• Sat
  • Dec 27, 2014
  • Updated: 7:44am

Dongfeng Motor profits increase 29.9pc

PUBLISHED : Friday, 20 April, 2007, 12:00am
UPDATED : Friday, 20 April, 2007, 12:00am
 

Total vehicle sales in the mainland last year jump 26.3 per cent to 751,000 units


Dongfeng Motor Group, the nation's third-largest vehicle maker, saw net profit rise 29.9 per cent last year on the back of higher sales volume and new product launches.

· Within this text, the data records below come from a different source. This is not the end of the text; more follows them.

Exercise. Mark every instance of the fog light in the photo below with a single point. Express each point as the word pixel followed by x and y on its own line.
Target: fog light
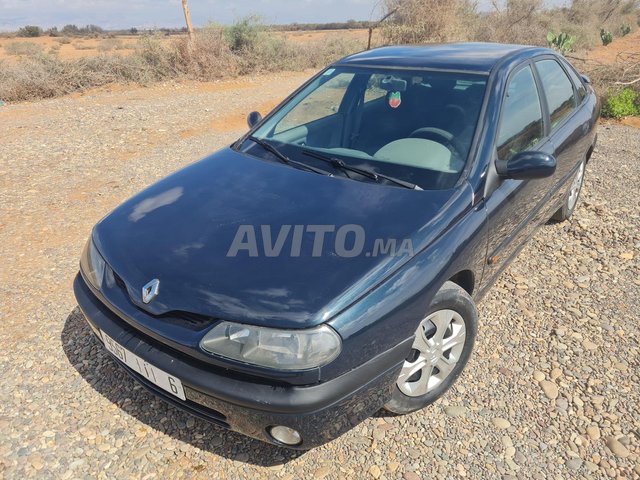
pixel 285 435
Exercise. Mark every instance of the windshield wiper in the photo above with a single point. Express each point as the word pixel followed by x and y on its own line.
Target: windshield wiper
pixel 286 160
pixel 337 163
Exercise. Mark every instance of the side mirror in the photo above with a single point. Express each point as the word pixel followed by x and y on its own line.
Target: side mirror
pixel 253 119
pixel 527 165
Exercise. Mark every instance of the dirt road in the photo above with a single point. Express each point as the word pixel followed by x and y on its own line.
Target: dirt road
pixel 552 390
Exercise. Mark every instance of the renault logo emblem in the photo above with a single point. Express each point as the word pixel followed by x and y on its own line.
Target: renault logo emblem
pixel 150 290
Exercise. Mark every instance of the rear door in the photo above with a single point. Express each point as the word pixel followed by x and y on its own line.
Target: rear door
pixel 567 128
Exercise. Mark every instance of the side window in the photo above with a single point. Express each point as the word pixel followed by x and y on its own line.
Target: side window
pixel 324 101
pixel 558 90
pixel 521 126
pixel 580 90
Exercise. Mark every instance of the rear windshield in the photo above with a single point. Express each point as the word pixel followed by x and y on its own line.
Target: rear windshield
pixel 413 125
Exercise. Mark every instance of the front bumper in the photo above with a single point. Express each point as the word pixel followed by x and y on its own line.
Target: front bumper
pixel 319 412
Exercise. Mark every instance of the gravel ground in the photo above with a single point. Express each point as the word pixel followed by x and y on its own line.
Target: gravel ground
pixel 552 390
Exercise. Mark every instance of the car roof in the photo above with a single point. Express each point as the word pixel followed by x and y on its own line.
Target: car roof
pixel 468 57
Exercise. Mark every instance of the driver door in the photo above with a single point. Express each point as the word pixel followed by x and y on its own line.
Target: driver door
pixel 514 207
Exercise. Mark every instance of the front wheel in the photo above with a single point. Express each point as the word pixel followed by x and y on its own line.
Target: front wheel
pixel 441 348
pixel 565 212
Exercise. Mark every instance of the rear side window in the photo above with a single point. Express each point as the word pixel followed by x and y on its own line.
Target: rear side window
pixel 581 92
pixel 558 90
pixel 521 126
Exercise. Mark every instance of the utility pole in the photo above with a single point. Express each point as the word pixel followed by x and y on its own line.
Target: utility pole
pixel 187 17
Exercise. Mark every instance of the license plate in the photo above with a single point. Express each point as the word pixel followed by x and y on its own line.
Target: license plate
pixel 152 373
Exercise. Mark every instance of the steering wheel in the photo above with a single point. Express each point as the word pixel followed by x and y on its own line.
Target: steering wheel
pixel 440 136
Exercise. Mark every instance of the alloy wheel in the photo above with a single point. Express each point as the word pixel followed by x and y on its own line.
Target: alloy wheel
pixel 436 350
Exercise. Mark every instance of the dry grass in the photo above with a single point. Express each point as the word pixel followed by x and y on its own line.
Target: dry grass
pixel 23 48
pixel 512 21
pixel 154 59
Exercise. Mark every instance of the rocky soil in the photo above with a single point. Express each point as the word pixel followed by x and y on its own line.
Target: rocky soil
pixel 552 390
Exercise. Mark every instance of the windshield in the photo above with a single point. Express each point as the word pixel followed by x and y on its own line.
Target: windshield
pixel 415 126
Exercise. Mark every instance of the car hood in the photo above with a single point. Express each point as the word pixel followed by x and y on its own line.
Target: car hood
pixel 180 231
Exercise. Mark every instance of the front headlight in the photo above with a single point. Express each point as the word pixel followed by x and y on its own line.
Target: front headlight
pixel 92 264
pixel 273 348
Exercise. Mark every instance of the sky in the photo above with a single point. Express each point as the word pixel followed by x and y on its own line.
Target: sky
pixel 115 14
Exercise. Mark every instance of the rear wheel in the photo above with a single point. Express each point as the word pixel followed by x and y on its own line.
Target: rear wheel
pixel 441 348
pixel 567 209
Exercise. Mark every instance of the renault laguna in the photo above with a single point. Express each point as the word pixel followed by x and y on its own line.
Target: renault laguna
pixel 328 263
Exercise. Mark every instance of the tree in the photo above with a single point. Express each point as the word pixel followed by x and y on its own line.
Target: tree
pixel 187 17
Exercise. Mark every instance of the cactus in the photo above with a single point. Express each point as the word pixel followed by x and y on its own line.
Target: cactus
pixel 606 37
pixel 562 43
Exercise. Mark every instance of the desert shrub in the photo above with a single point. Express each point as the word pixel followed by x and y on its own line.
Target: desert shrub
pixel 620 104
pixel 606 37
pixel 563 43
pixel 244 34
pixel 423 21
pixel 30 31
pixel 207 57
pixel 109 44
pixel 23 48
pixel 81 46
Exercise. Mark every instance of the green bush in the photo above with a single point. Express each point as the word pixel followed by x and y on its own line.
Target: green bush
pixel 244 34
pixel 562 43
pixel 624 103
pixel 30 31
pixel 606 37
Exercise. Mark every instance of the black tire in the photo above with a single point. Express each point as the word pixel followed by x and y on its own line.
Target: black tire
pixel 569 205
pixel 449 297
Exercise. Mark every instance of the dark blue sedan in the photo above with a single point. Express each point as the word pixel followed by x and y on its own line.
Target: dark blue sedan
pixel 328 263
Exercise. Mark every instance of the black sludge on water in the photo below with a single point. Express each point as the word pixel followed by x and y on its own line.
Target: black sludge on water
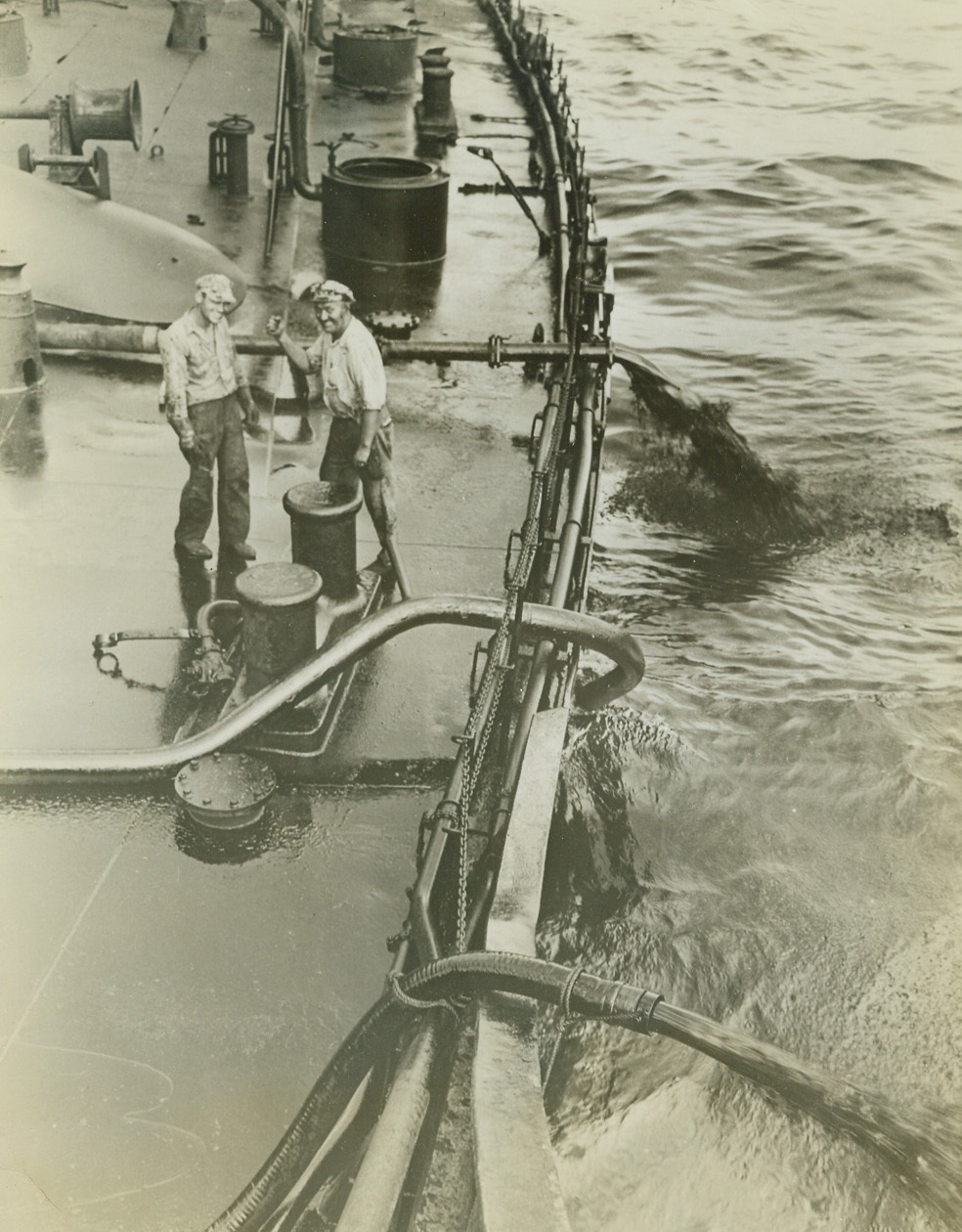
pixel 719 454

The company posted profit of 2.08 billion yuan, up from 1.6 billion yuan in 2005. But excluding 252 million yuan of one-time expenses incurred during the transformation of shares in two mainland-listed subsidiaries from tradable ones, its core profit was 2.33 billion yuan - slightly ahead of the 2.28 billion yuan mean estimate of 21 brokerage analysts polled by Thomson First Call.


Turnover grew 15.6 per cent to 48.26 billion yuan on the back of a 26.3 per cent increase in vehicles sold to 751,000 units.


The growth is in line with the 25 per cent sales growth to 7.22 million units for the mainland's car industry, whose output climbed 27 per cent to 7.28 million units last year.


Dongfeng's passenger car sales climbed 40.9 per cent to 494,846 units, increasing its share of the national market to 9.6 per cent from 8.8 per cent in 2005. Sales of commercial vehicles - mainly buses and trucks - climbed 5.2 per cent to 256,242 units, giving it an industry-leading market share of 12.6 per cent.


Gross profit margin of passenger cars rose to 18.9 per cent from 15.8 per cent as higher prices of raw materials such as fuel and aluminium were offset by appreciation of the yuan against the yen, which made imported parts cheaper.


Buying parts from domestic sources also helped lower costs, chairman Xu Ping said, adding that local components accounted for 80 per cent of the value of cars it made at the end of last year.


Gross margin of commercial vehicles grew to 12 per cent from 11.3 per cent.


Mr Xu said despite a brief price war in March this year, he believed further car price erosion would be moderate.


'I think price cuts will continue, but you won't see cut-throat reductions as domestic car prices are already reduced to international levels,' he said. 'As the room for profit is now very slim, I think industry players would cut prices in a rational fashion.'


Dongfeng expected a 3 per cent to 5 per cent drop in car prices in its annual financial budget, he added.


The company has budgeted 9.83 billion yuan of capital investment this year and 9.69 billion yuan for 2008, up from 5.51 billion yuan spent last year.


Some 73.7 per cent of this year's spending has been allocated for vehicle capacity expansion and product development, with the rest mostly for boosting engine and component output capacity.


It plans to ramp up output capacity to 1.28 million units by the end of next year and 1.63 million by the end of 2010, from 945,000 at the end of last year.


Despite the aggressive expansion plans, vice-president Liu Zhangmin said output would only be released according to market demand and the company would not flood the market with products.


Utilisation of the company's three joint-venture passenger car plants averaged about 80 per cent last year.


Basic earnings per share fell 6.6 per cent to 24.15 fen from 25.86 fen in 2005 due to shares issued in its initial public offering in late 2005.


A final dividend of four fen was proposed.


After the announcement, its share price fell 2.8 per cent to close at HK$4.17, compared with a 2.3 per cent fall in the Hang Seng Index.